La Chine, consciente de l’émergence d’une "ceinture économique américaine" dans son environnement immédiat, réplique par la diplomatie et la stabilité : renforcer ses relations avec l’Union européenne et l’Australie, maintenir le dialogue politique avec ses voisins et défendre sa position dominante dans la transformation des terres rares.
Dans cette compétition systémique, l’ASEAN apparaît comme un acteur central, courtisé à la fois pour ses ressources, son poids démographique et son potentiel industriel. Les accords conclus à Kuala Lumpur illustrent cette réalité : entre Pékin et Washington, les États du Sud-Est asiatique avancent prudemment, tirant parti de la rivalité des grandes puissances pour consolider leur propre développement.
L’Asie du Sud-Est, nouveau terrain d’équilibre mondial
Au-delà des chiffres et des signatures, la dynamique actuelle confirme le déplacement du centre de gravité économique mondial vers l’Asie. L’approche américaine repose désormais sur la multiplication de partenariats modulaires, ciblant les secteurs critiques – énergie, minéraux, aéronautique, technologies vertes – tout en s’appuyant sur des accords de paix et de coopération régionale.
Face à cette stratégie d’endiguement économique, la Chine privilégie la continuité du dialogue et la consolidation de ses alliances commerciales existantes. Entre rivalité et interdépendance, le nouvel équilibre mondial s’écrit désormais dans la région indo-pacifique, où chaque accord, chaque incident, chaque sommet contribue à redessiner la carte de la puissance.
Trump optimiste avant sa rencontre avce Xi
Pour La Chine, il n’y a pas de doute : le monde entrait dans une ère « multipolaire ». C’est ce que Pékin a déclaré lunidi en appelant à mettre fin aux guerres commerciales, quelques jours avant la rencontre Xi Jinping-Donald Trump prévue jeudi en Corée du Sud. Le ministre chinois des Affaires étrangères, Wang Yi, a appelé à cesser la politisation du commerce et la fragmentation des marchés, critiquant implicitement les politiques protectionnistes américaines.

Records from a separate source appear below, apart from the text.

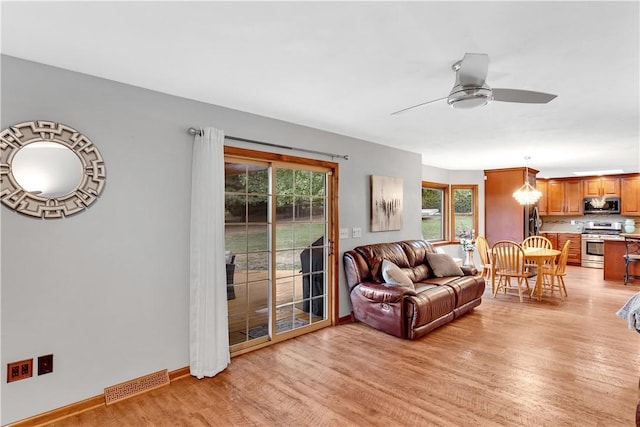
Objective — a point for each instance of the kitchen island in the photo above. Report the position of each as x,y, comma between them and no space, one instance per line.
614,251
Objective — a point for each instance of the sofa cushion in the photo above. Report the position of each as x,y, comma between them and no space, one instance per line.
393,275
443,265
376,253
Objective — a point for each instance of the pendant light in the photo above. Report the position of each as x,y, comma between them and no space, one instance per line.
527,195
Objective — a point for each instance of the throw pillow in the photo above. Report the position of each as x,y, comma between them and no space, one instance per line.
443,265
393,275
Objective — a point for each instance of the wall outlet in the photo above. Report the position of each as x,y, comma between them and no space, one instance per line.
19,370
344,233
45,364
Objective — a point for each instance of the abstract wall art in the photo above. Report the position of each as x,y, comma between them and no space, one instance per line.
386,203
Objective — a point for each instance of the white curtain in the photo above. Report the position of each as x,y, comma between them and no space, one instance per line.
208,329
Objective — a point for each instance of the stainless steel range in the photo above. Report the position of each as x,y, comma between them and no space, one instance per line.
593,236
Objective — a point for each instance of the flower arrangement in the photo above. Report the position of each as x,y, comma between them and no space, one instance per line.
467,245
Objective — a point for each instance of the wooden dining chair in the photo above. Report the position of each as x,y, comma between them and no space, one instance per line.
535,242
485,257
553,274
508,262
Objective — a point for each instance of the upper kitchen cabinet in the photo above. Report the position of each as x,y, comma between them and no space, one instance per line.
630,195
564,197
601,187
541,186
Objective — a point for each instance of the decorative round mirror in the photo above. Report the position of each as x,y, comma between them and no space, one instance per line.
49,170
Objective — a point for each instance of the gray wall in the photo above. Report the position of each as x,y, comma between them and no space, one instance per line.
106,291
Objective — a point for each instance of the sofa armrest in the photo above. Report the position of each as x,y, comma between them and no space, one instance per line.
380,293
469,271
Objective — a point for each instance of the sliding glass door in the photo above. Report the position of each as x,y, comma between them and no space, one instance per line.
276,236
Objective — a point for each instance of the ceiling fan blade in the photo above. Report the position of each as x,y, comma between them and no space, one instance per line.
474,68
418,105
523,96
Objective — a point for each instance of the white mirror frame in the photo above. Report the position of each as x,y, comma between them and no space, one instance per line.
12,195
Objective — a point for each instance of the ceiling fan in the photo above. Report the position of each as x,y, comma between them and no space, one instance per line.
471,89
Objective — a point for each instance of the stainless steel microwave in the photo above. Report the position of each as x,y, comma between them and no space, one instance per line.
601,205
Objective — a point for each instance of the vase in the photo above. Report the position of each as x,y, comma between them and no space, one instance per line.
468,258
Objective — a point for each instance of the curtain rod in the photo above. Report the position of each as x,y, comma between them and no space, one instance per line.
194,131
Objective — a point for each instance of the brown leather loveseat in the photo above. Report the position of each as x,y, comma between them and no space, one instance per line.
406,311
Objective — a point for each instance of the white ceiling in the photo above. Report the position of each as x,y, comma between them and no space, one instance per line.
345,66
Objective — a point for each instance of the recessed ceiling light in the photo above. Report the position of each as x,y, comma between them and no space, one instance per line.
603,172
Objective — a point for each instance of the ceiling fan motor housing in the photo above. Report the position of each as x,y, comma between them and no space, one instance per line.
466,97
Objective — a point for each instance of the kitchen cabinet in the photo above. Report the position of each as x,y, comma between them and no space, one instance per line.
614,251
553,237
601,187
575,247
630,196
564,197
505,218
541,186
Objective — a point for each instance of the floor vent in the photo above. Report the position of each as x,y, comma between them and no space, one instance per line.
136,386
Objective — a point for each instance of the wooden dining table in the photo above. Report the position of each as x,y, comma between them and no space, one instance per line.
540,256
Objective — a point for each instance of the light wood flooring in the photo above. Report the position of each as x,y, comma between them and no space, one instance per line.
536,363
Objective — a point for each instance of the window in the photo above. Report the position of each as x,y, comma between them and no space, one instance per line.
434,211
464,217
437,214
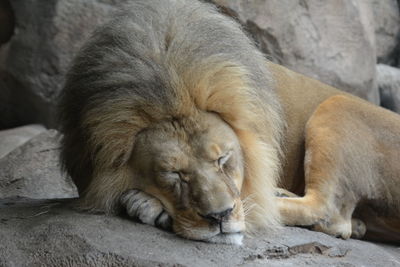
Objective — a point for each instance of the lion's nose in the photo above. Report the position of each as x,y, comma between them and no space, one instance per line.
217,216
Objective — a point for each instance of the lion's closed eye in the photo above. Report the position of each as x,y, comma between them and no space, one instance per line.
224,159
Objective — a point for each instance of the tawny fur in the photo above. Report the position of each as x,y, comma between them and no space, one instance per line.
161,61
132,74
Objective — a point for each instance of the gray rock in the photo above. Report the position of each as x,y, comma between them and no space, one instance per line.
387,27
332,41
33,171
7,21
13,138
45,235
47,35
388,79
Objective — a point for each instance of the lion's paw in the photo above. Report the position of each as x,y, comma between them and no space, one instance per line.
145,208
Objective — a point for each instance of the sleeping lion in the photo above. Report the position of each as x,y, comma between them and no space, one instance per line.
171,114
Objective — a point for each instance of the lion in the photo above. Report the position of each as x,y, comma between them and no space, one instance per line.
172,115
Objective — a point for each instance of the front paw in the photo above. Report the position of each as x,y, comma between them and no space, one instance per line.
145,208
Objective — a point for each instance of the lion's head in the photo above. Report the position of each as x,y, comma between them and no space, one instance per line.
195,167
183,108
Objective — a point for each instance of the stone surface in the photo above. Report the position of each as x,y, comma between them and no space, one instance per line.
388,79
7,21
332,41
33,170
13,138
45,235
47,35
387,28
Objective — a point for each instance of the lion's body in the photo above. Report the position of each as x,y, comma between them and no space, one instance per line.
174,87
358,162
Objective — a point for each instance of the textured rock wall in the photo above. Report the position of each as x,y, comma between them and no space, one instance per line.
337,42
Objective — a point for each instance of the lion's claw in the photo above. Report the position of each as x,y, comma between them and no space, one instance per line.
145,208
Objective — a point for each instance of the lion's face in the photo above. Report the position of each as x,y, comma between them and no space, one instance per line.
195,168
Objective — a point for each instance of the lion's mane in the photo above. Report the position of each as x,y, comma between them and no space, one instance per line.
159,60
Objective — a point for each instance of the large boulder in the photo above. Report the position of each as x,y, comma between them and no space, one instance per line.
13,138
7,21
389,86
332,41
47,235
47,35
33,170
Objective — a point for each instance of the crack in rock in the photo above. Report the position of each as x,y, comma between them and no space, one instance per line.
285,252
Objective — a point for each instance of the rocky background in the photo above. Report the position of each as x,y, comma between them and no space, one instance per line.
353,45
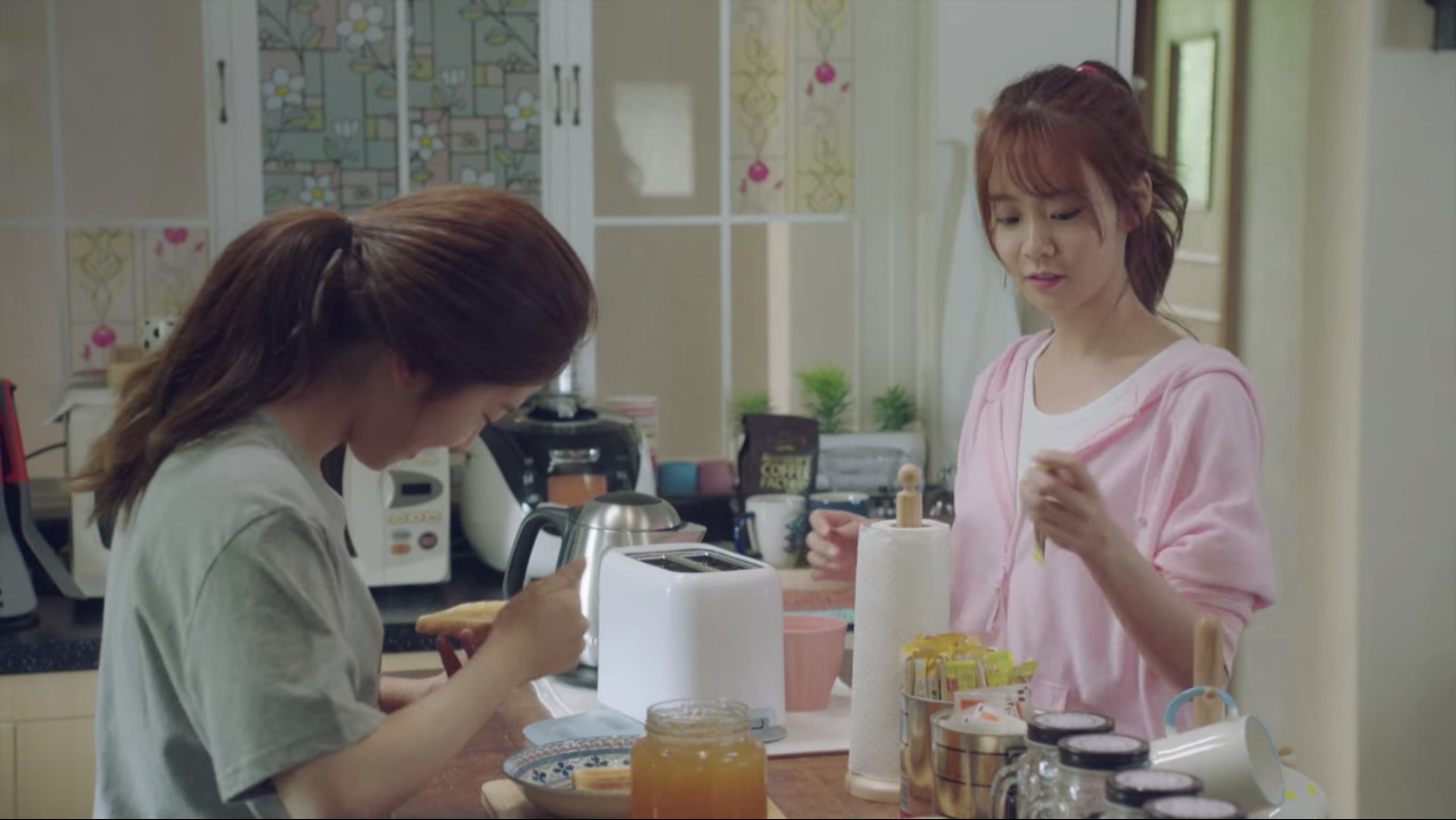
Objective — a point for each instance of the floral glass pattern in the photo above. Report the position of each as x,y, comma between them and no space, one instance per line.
475,111
793,107
330,100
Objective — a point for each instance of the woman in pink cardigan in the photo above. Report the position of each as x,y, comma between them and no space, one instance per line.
1107,487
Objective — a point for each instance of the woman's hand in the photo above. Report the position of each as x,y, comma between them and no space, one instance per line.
542,631
1066,508
398,692
833,544
450,660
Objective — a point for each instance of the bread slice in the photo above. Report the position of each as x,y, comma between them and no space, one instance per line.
606,778
475,615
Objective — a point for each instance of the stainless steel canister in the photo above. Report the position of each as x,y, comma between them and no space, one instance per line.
965,765
916,780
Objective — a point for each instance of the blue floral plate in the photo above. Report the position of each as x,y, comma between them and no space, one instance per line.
543,772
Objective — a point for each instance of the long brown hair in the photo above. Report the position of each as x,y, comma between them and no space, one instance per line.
1049,123
468,285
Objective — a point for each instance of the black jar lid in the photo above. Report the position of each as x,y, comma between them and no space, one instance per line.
1049,728
1193,809
1103,752
1136,787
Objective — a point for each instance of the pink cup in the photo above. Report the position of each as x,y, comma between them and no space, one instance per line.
715,478
813,656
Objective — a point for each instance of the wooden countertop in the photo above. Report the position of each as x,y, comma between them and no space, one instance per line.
801,787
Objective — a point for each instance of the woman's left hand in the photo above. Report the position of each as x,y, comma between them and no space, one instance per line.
450,660
1066,508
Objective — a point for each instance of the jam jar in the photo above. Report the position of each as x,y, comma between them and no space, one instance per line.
1085,764
1017,786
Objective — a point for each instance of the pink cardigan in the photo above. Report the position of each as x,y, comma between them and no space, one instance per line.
1180,471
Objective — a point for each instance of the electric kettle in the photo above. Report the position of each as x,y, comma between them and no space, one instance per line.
608,522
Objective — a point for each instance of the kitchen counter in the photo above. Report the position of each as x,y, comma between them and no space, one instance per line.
800,787
67,632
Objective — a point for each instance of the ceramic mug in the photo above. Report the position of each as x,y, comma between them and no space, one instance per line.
777,522
677,478
1235,758
155,331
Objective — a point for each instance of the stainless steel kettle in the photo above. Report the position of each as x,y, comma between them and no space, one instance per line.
608,522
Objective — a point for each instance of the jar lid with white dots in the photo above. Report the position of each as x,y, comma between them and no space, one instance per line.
1136,787
1193,809
1103,752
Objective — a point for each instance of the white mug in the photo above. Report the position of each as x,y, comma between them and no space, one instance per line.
1235,758
772,518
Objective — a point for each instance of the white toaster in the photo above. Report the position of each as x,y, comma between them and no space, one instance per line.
689,621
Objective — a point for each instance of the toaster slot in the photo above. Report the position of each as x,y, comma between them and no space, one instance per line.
666,563
694,561
712,563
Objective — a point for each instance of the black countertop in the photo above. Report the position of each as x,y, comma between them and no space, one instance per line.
66,635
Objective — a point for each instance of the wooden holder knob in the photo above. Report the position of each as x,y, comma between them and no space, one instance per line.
907,502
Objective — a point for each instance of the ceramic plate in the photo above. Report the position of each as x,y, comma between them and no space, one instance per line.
543,772
1302,800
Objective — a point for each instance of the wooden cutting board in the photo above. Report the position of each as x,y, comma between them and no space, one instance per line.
506,801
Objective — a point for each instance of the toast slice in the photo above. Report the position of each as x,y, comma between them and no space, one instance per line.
450,622
606,778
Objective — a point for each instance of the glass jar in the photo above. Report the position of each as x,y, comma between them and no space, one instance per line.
1084,765
1017,786
699,759
1193,807
1127,791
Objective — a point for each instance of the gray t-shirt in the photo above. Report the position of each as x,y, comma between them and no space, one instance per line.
239,642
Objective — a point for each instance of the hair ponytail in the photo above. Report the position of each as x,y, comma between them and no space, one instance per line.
1151,245
468,285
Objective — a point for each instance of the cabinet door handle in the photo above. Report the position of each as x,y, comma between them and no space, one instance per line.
222,92
576,86
557,70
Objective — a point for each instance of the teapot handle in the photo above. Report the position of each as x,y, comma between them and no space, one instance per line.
552,518
1186,697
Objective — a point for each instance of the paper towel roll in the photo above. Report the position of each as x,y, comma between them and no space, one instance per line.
902,589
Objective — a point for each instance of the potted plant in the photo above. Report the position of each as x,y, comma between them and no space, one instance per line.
826,397
894,414
894,410
750,402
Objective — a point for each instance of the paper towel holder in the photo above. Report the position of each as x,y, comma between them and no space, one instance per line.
909,515
909,508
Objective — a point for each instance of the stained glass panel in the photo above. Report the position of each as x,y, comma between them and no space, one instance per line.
330,98
475,110
793,107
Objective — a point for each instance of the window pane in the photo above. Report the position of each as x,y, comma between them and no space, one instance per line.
659,331
657,92
133,114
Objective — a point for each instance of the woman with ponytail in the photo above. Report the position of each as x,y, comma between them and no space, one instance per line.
1107,485
241,650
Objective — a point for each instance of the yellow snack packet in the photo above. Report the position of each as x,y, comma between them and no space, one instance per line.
962,676
996,665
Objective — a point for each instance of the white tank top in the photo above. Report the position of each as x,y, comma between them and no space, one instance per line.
1068,430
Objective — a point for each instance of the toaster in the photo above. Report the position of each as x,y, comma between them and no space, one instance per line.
689,621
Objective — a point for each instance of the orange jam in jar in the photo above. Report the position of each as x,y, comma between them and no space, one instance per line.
699,761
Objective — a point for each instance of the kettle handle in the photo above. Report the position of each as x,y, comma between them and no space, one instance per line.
545,518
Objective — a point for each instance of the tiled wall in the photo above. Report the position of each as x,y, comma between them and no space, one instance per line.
103,187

En attendant cette rencontre, c’est Optimiste et confiant que Donald Trump est arrivé ce même jour à Tokyo où il s’est dit confiant quant à un accord pour mettre fin au différend commercial entre Washington et Pékin. À bord de son avion, il a affirmé entretenir avec le président chinois une relation fondée sur le respect mutuel et a assuré : « Nous aurons une très bonne conversation ». Le président américain, en tournée asiatique débutée en Malaisie, a également exprimé son souhait de rencontrer le dirigeant nord-coréen Kim Jong Un.
Enthousiaste après une escale protocolaire à Tokyo, où il a salué l’empereur Naruhito, le milliardaire de 79 ans doit s’entretenir mardi avec la nouvelle Première ministre japonaise Sanae Takaichi pour aborder les questions économiques bilatérales.